Neste contexto, é preciso anotar que não nos aprece válida a constituição de enfiteuse por usucapião, mas apenas a transferência do domínio útil em razão de enfiteuse preexistente. Assim, um bem público não é passível de ser alçado ao regime de aforamento em razão de usucapião. O que se possibilita é apenas a transferência por usucapião do domínio útil decorrente de enfiteuse anteriormente constituída.
Assim, ao que se viu, é perfeitamente possível a usucapião de domínio útil de bem sob regime de enfiteuse, ressaltando, todavia, que a propriedade nua do Ente Público deve permanecer intocada. O objeto da usucapião é o domínio útil, e não a propriedade do bem em si considerada.
Referências
BOBBIO, Norberto. Teoria da Norma Jurídica. Trad. Fernando Pavan Baptista e Ariani Bueno Sudatti. Bauru, SP: Edipro, 2001.
_______.Teoria do Ordenamento Jurídico. Trad. Maria celeste Cordeiro Leite dos Santos.10ª ed. Brasília: Editora UNB, 1999.
FILHO, Rodolfo Pamplona; GAGLIANO, Pablo Stolze. Novo Curso de Direito Civil, Volume II – Das Obrigações. 4ª ed. São Paulo: Ed. Saraiva, 2004.

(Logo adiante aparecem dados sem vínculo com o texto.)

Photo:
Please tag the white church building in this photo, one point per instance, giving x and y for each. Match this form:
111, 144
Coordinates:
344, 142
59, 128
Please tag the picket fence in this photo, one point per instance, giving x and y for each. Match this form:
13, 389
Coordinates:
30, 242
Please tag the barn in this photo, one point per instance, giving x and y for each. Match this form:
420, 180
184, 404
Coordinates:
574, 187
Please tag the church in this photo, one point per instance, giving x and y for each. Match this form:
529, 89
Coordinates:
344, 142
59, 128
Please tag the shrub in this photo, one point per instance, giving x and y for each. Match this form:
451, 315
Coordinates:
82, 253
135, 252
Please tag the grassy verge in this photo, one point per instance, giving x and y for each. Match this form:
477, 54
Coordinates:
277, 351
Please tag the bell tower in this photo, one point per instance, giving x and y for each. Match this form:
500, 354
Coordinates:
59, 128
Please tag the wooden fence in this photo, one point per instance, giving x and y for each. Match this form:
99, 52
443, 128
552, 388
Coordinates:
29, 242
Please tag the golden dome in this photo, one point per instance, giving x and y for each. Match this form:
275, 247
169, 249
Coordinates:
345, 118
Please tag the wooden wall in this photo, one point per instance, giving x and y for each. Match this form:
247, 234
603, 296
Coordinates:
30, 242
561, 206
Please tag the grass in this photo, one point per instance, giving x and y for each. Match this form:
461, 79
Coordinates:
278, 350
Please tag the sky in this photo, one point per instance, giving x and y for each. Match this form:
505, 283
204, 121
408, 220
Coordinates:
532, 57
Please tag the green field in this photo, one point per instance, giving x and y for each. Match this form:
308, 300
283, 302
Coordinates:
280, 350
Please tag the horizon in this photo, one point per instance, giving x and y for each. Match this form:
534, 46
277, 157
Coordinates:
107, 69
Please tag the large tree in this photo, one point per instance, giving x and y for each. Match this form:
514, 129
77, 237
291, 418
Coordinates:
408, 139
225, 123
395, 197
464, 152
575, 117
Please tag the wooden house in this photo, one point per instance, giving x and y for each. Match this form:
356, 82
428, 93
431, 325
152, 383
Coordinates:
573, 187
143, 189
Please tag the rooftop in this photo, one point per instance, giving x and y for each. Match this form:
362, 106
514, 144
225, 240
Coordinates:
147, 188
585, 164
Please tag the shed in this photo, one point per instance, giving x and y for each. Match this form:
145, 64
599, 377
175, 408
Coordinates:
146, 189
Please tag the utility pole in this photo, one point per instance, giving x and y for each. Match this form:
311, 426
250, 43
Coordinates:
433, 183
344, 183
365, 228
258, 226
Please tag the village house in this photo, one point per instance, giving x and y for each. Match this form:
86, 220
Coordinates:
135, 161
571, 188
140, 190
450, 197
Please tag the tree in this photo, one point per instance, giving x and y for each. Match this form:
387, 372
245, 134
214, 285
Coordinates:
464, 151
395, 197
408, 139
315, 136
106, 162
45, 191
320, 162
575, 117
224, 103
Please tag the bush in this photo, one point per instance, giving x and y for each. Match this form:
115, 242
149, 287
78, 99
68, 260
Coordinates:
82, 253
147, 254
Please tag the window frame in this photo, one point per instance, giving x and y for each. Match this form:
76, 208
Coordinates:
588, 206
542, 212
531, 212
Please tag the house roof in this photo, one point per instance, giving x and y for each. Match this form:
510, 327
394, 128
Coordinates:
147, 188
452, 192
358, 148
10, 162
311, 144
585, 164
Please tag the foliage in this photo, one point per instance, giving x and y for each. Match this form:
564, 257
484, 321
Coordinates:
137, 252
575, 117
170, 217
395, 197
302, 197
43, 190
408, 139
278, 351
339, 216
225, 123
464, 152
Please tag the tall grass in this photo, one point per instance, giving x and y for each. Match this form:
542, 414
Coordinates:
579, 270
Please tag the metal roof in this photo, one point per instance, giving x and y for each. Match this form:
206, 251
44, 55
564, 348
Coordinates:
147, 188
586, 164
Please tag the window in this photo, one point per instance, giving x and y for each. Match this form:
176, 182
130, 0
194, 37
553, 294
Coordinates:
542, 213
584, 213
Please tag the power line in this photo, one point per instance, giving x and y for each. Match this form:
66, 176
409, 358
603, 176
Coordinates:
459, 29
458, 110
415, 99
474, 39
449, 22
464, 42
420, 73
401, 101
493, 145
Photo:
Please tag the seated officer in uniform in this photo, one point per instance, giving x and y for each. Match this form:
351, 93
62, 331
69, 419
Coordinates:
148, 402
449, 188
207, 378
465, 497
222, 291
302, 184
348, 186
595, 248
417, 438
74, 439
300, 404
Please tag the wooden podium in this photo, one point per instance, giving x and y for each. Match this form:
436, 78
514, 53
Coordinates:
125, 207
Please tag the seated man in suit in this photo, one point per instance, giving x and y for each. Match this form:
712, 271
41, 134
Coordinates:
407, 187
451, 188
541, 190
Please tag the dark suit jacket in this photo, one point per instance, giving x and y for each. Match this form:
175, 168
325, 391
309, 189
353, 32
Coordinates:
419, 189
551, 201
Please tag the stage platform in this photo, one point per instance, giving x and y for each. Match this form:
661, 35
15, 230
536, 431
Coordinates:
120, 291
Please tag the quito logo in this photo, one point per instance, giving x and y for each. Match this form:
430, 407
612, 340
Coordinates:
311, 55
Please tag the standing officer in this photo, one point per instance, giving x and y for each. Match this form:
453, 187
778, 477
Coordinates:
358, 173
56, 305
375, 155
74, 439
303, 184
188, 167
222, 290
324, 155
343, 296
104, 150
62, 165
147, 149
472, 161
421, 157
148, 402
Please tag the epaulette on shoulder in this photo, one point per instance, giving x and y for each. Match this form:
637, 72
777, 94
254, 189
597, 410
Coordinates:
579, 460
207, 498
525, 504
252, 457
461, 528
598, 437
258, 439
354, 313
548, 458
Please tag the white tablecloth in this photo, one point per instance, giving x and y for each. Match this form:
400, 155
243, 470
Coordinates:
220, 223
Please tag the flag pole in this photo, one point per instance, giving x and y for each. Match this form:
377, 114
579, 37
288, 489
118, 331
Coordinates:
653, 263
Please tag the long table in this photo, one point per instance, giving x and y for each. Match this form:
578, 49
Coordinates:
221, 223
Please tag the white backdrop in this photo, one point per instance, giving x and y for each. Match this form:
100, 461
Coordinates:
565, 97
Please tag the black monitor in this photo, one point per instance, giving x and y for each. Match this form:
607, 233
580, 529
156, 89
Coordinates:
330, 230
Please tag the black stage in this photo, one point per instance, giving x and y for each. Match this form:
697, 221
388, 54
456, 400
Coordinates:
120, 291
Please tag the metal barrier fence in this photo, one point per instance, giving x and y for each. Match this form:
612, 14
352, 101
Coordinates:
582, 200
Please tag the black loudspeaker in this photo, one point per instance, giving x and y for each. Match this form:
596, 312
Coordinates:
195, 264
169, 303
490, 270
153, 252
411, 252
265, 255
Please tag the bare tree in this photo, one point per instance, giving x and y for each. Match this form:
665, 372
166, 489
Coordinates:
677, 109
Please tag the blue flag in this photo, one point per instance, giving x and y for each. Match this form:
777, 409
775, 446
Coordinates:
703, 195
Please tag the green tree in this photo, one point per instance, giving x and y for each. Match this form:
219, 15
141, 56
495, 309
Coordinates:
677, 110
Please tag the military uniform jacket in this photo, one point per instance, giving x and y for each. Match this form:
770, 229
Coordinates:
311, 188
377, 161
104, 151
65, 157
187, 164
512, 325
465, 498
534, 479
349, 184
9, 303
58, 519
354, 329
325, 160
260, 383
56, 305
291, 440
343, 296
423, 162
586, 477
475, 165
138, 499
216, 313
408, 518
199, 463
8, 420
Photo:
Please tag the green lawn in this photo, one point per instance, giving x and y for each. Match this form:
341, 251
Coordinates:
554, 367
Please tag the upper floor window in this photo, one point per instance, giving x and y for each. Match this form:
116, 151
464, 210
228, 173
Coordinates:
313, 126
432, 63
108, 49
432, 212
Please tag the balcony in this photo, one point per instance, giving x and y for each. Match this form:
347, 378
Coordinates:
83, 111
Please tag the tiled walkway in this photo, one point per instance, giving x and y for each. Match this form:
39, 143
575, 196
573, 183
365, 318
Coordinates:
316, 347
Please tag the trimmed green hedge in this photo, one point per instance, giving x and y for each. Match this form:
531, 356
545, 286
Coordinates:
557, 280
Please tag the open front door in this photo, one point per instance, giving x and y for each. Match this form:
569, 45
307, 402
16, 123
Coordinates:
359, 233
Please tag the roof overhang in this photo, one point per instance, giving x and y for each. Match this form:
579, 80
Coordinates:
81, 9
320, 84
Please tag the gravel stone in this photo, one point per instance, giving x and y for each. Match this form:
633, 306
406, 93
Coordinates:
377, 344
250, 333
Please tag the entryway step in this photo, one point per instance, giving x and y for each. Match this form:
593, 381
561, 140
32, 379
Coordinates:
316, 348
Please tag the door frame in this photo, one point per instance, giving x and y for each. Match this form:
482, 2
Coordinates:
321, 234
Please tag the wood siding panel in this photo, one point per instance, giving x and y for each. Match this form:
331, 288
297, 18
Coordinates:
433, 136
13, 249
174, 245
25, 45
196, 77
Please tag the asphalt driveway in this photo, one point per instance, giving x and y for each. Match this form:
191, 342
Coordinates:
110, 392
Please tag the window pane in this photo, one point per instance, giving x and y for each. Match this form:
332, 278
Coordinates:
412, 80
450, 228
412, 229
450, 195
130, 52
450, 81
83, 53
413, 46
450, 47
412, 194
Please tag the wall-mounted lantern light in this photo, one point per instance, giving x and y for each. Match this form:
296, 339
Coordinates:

GONÇALVES, Carlos Roberto. Direito Civil Brasileiro, Volume V, Direito das Coisas. São Paulo: ED. Saraiva, 2006.
MELLO, Marcos Bernardes de. Teoria do Fato Jurídico: Plano da Existência. 12ª ed. São Paulo: Ed. Saraiva, 2003.
PEREIRA, Caio Mário da Silva. Instituições do Direito Civil. Volume III - Contratos. ed 12º. Rio de Janeiro: ED. Forense, 2005.